Send to Printer

development

The new DLL Hell?

February 16, 2004 11:51:22.656

Larkware News has the following rant:

Unification Policy - Alan Shi explains one of the fine points of the CLR's binding policy. I fear I've reached the same point with this stuff that I did with Godel, Escher, Bach: I understand it right after I read it, but my brain can no longer hold on to it. I think .NET has replaced DLL Hell with a binding policy so complex that it might as well be a purely random selection of which DLL to load, for all that an average developer understands what's going on. It is not at all clear to me that this is an improvement so much as just a different set of problems. Or perhaps my brain is just too puny to work at Microsoft.

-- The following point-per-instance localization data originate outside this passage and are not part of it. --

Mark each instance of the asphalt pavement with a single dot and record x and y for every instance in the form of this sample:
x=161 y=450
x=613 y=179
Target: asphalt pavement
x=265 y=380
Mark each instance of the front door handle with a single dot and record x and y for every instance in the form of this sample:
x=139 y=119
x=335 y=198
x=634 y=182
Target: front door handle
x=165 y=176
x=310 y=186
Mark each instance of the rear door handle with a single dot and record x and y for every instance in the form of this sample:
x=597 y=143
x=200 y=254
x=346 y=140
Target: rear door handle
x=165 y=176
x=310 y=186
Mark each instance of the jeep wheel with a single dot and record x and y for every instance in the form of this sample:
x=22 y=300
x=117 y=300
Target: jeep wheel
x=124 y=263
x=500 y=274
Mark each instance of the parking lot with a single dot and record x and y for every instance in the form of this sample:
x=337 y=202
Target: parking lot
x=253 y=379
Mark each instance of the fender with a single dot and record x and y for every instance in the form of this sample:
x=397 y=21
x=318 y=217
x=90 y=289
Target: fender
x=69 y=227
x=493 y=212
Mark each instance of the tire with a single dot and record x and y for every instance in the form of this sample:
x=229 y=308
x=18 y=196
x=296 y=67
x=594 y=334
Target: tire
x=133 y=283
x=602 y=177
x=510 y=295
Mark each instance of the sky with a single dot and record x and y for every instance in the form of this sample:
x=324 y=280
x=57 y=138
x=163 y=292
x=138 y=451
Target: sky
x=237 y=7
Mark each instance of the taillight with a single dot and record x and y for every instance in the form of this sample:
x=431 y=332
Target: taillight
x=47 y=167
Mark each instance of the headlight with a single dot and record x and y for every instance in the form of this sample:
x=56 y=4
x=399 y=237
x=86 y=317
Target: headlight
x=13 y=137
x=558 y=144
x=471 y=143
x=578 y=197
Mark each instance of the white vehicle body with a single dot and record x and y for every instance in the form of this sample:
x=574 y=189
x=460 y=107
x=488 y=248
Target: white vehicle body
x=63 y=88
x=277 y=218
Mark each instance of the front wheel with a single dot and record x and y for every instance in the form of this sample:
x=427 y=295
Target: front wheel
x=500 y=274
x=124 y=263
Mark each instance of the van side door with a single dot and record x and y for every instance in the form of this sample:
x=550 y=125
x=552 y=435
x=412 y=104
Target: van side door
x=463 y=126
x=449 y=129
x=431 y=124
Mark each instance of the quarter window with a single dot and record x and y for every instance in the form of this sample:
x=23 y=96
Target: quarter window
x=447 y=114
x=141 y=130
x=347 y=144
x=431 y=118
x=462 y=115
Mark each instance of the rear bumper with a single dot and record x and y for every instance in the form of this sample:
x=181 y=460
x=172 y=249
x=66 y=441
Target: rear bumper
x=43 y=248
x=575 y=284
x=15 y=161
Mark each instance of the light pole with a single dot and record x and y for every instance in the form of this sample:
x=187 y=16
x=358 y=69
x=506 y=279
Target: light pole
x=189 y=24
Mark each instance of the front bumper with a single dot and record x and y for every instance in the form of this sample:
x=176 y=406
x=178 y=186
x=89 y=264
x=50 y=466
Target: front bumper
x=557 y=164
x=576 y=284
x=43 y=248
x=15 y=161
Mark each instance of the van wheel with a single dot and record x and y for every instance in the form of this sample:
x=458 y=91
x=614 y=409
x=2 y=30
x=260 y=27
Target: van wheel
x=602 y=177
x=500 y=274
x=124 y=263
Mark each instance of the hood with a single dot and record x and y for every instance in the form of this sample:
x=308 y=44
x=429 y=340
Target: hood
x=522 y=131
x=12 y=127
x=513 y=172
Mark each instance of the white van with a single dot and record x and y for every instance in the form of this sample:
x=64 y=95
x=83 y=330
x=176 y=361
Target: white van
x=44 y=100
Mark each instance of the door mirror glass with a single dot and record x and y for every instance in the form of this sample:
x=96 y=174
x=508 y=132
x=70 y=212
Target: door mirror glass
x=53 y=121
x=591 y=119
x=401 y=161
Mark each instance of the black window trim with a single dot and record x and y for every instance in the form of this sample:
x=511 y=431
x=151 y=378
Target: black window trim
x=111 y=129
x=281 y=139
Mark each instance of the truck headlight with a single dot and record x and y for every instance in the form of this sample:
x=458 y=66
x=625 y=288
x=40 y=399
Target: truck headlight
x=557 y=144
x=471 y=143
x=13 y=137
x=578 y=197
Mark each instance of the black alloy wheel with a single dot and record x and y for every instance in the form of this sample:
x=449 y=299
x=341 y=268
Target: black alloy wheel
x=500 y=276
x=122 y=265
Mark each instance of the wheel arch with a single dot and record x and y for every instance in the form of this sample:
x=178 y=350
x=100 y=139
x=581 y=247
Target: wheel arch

First, let me state up front that I've not looked at the binding policy in .NET - I will say that the referenced explanatory page is hard to digest. This is not a problem limited to the CLR though - we are in the process of trying to address these issues in Cincom Smalltalk, and it's not a simple set of problems. We are hoping to have the beginnings of an answer out with VW 7.3 (fall 2004)

Comments

It gets more complex as it moves out from the developer

[Troy] February 16, 2004 13:41:33.049

Writing code is easier (I'm not saying easy, I'm saying easier) than integrating code, testing code, packaging code, deploying code, and shipping code. Agile proponents may claim some improvement on integration and testing, but the tail end of the process is what we get paid to do, and as an industry we fail to do this in a good, timely, and reliable way.